“And what becomes of the old neighborhood? In one sense, nothing. You were only a minor molecule in its chemistry. Go back a week after you’ve moved, and the same dogs are pulling their owners to the park, the same stoop-sitters sitting out. Let enough time pass, and things become a little ghostly. It begins to feel as though the neighborhood has forgotten you, instead of the other way around. When you lived there, nothing changed without your noticing it.
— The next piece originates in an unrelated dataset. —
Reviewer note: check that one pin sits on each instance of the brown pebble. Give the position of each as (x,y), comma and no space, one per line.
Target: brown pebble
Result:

Now the changes accumulate unperceived, and you begin to realize that a part of you has vanished into the past.”

– excerpted from The Old Neighborhood, NY Times 6/26/2012

H-O-R-S-E, ca 1950’s

One of the street games we played was called HORSE. The kid standing against the fence was known as “the pillow”. Someone usually “chickened out” and volunteered to take that position and for good reason. The others divided up with the biggest and heaviest kids the most valuable. The line would set up so the first one was up agains the pillow, the others behind with head down, shoulders against butt. The opposing team would run up one at a time and jump on top of the line. Everyone tried to jump on the back of the same kid to try and get the line to collapse. If the line held, the pillow would scream out the letters H-O-R-S-E three times and everyone would get off. Then the kids on the bottom got to be the kids on the top and tried to get some justifiable revenge.

No one got hurt, no one threatened to sue, and the fat kid was the hero.

There were other games – skelly, stickball, punchball, ring-o-levio, crack-top. stoopball. And the games would go on well into the night since air conditioning was a luxury no one could afford. The sounds would drift up the sides of the buildings and caught by the women leaning on the window sills watching the children below or calling to others in their folding chairs by the curb or sitting on building stoops. When it finally was time to  break up and go back to our apartments for the night, we skipped up the cast iron and granite steps into the apartments with the doors held open by kitchen chairs so the air could move thru the rooms from the windows and out into the hallways. We washed at the kitchen sink and made our beds on the fire escapes, letting whatever cool air of a Brooklyn night cover us along with the thin sheets from our beds.

In the thick and sweet air of summer, you looked up into the night at the stars and drifted off listening to the last sounds of the games, the echos of the radios in the courtyard, or the rough shifting of the cars in the street. You were home.